10 Essential Banking Terms You Need to Know



10 Essential Banking Terms You Need to Know


1. Compound interest:
To put it simply, this refers to interest paid on the returns your money earns, so that your principal balance grows at a faster pace. Compounding is an important concept to understand, as it can play a vital role in achieving long-term financial goals, like saving for retirement.

2. Prime rate:
This benchmark is the interest rate that banks and other financial institutions charge their best customers for loans. It is used to set interest rates for many other products, including home equity loans, adjustable-rate mortgages, lines of credit and credit cards. The prime rate is tied to the federal funds target rate, which is set by Federal Reserve policymakers and governs overnight interbank lending. This is an important gauge, because when it changes, so will the prime rate.
3. Escrow:
This describes money or a financial instrument held by a third party on behalf of two others engaged in a transaction. The most common example is during the purchase of a home—escrow is used when a buyer and seller sign a purchase agreement, and the money involved is held in escrow to be delivered when certain conditions are fulfilled. Lenders often use escrow accounts to hold money from mortgage borrowers for property tax and insurance payments, both to make covering those obligations easier and to ensure they’re paid.
4. Co-signer:
This refers to someone who agrees to take responsibility for another person’s debt in the event payments aren’t made. Lenders may require a co-signer on a loan for a high-risk borrower with poor credit or a scanty credit history. Parents sometimes co-sign a child’s car or student loans. Such debts are reflected on both co-signers’ credit reports, and a default will affect each one.
5. Annual percentage rate:
The APR is the cost per year of a debt such as a loan, including the nominal interest rate and any related fees, expressed as a percentage of the principal owed. It’s an important figure to understand because it represents the actual yearly cost of borrowing money.
6. Annual percentage yield:
The APY is the interest earned annually on a savings or investment account, including the effects of compounding. The quoted APY tells you how much you’re really making on your money. For example, $10,000 in savings earning a nominal 4% a year would provide a 4.08% APY with daily compounding, according to this calculator.
7. Cash advance:
Credit card holders get one of these when they receive cash directly from the account, often through an ATM or by using a check issued by the card provider. While an advance can deliver fast cash, it typically comes with a fee of 3% to 5% of the amount, which may be capped at several hundred dollars. The interest rate the card issuer charges on this sort of borrowing can be significantly higher than the rate on purchases or balance transfers.

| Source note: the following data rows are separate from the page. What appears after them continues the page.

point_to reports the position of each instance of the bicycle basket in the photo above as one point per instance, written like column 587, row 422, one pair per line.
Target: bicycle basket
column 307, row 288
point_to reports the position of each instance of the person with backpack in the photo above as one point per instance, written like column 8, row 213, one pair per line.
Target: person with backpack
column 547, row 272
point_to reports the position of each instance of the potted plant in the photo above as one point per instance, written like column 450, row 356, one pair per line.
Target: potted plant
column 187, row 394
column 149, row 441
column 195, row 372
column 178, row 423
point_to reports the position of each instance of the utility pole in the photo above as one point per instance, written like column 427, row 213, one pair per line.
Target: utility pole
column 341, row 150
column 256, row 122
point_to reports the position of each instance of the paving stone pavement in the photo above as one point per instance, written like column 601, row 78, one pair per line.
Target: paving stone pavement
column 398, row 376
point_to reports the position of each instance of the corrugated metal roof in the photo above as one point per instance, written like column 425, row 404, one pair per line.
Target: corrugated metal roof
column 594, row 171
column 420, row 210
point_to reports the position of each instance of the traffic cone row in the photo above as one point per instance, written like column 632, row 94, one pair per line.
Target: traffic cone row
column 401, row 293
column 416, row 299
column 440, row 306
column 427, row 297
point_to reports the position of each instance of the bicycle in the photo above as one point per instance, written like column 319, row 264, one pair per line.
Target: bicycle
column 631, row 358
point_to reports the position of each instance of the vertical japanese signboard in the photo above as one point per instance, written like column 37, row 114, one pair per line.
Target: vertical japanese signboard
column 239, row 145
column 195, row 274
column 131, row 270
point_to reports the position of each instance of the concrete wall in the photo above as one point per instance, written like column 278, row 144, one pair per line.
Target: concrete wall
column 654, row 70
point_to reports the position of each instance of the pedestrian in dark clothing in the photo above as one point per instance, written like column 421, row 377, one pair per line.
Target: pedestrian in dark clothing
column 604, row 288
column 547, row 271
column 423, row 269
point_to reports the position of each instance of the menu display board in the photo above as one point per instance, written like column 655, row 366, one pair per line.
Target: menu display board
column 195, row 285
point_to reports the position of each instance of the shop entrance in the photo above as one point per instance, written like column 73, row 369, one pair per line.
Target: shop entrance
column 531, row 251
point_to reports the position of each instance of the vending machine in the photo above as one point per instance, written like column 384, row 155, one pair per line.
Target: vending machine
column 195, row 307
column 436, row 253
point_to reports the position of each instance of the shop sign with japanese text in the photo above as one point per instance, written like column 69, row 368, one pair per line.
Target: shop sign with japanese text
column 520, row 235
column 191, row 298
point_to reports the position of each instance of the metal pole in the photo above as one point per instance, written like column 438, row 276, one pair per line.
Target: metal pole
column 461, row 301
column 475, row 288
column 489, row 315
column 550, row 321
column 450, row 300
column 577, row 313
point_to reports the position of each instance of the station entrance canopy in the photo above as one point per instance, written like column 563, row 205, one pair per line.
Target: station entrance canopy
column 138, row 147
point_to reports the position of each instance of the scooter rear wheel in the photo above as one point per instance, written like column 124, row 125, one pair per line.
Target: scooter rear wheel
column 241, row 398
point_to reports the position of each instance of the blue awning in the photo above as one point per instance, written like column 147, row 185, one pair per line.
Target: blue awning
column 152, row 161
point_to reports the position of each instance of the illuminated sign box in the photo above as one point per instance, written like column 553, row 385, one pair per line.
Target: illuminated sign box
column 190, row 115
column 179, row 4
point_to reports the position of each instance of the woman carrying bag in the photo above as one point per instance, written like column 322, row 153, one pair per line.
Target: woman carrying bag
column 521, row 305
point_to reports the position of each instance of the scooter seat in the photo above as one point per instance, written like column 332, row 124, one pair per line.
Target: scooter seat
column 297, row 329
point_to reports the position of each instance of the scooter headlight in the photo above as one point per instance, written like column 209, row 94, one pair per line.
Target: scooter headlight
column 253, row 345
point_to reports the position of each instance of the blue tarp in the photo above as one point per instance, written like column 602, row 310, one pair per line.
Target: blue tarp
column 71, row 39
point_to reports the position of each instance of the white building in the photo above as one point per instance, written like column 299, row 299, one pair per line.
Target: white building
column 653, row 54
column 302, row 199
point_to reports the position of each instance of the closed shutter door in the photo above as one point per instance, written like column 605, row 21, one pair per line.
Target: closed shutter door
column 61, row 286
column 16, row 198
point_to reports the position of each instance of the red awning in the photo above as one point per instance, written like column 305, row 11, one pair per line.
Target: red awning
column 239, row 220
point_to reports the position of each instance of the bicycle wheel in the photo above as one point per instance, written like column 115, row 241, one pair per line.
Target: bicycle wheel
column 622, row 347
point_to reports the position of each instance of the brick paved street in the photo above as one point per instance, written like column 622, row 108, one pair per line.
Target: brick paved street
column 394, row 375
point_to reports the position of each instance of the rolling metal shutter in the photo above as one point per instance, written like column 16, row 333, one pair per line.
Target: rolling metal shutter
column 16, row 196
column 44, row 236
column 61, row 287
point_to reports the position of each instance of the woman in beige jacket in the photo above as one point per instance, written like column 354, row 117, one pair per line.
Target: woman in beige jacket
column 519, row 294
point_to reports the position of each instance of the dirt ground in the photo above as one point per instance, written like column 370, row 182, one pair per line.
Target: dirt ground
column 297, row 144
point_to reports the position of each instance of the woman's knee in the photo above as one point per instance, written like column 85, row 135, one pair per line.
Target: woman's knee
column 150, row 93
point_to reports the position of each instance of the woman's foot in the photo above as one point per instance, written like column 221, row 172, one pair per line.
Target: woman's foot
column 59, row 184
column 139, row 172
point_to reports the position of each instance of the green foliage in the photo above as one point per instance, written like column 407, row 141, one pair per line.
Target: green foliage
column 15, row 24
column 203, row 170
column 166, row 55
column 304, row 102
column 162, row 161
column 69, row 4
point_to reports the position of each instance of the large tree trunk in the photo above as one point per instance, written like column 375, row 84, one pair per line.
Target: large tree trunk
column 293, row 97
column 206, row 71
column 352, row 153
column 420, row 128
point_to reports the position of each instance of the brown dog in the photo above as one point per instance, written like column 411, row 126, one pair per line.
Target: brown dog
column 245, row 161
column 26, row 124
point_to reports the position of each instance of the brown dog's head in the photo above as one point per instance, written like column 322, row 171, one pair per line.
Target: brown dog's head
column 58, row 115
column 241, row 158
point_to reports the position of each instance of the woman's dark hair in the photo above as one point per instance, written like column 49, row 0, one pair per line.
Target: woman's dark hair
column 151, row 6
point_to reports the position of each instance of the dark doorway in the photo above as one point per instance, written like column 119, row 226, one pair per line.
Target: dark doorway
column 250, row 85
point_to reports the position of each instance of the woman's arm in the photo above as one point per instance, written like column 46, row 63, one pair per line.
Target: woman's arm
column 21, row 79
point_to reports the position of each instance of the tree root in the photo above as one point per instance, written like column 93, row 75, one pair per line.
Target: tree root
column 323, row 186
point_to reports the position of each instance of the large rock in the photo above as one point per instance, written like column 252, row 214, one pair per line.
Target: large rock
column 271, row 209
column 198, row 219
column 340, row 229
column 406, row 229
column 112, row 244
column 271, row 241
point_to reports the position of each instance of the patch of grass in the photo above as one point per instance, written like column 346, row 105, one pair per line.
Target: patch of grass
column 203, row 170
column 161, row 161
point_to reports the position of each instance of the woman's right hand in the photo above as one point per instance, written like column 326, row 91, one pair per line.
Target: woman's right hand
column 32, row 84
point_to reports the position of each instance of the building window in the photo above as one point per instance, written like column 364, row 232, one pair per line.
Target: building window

It’s best to reserve cash advances for emergencies.
8. Overdraft:
This happens when money is withdrawn from a bank account and more than exhausts the available funds, often resulting in an overdraft fee as the financial institution covers the difference. These often costly charges can be avoided by keeping extra money in the account as a buffer.
9. Returned item:
This is a check or debit that is turned back because there isn’t enough money in the account it’s drawn on. As with overdrafts, there is a fee for returned items, which can cost $5 to $35, depending on the financial institution, and there may also be charges from the recipient of the check or debit. You can avoid this situation most easily by keeping a cash cushion in the account.
10. Collateral:
This is typically an asset used to secure a loan. If you fail to make payments on the debt, the lender may be able to seize the property used as collateral, such as a residence financed with a mortgage or a car purchased with an auto loan.